The money supply is the stock of money in the economy. However, it is also very important to know the velocity of circulation of money. The velocity refers to the amount of times this money changes hands in a year. The velocity of circulation has been in long-run decline because of various changes to financial sector. But, in the credit crunch, the velocity fell sharply.

Velocity of Circulation = GDP at current prices / average value of the money stock

In 2009, we see an increase in the money supply because of quantitative easing (Central Bank creating money and purchasing bonds from  banks). This increased the money supply, but during this period the velocity of circulation fell. Banks weren’t lending the extra money.

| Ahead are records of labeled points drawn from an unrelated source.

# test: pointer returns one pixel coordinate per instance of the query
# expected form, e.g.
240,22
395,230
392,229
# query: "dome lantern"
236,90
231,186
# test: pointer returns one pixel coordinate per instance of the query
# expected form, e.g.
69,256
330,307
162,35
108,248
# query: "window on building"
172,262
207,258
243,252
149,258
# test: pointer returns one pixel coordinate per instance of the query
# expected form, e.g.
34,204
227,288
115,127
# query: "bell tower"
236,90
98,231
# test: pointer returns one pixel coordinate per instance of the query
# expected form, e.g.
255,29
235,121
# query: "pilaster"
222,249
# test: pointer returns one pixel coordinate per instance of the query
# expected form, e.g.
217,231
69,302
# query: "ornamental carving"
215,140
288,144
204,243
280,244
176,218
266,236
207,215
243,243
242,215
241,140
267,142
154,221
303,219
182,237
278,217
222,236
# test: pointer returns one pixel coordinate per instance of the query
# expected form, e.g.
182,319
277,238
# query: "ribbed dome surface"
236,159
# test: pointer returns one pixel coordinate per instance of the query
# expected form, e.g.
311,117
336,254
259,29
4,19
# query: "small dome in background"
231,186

In a recession, people spend less so money changes hands more infrequently.

Therefore, money supply growth of 15% was misleading to economic activity.

velocity of circulation

source: B of E quarterly bulletin 2011

Money stock and Velocity of circulation

2008 Q3-7.66
2008 Q4-12.27
2009 Q1-17.82
2009 Q2-17.34
2009 Q3-13.45
2009 Q4 


ONS – sadly discontinued series

M4 excluding OFC

Another issue is which measure of money supply to use. The Bank of England are pushing M4 – excluding intermediate OFC’s (shadow banking)

Other graphs of interest

M0 Notes and Coins


The narrow definition of money supply is notes and coins in circulation.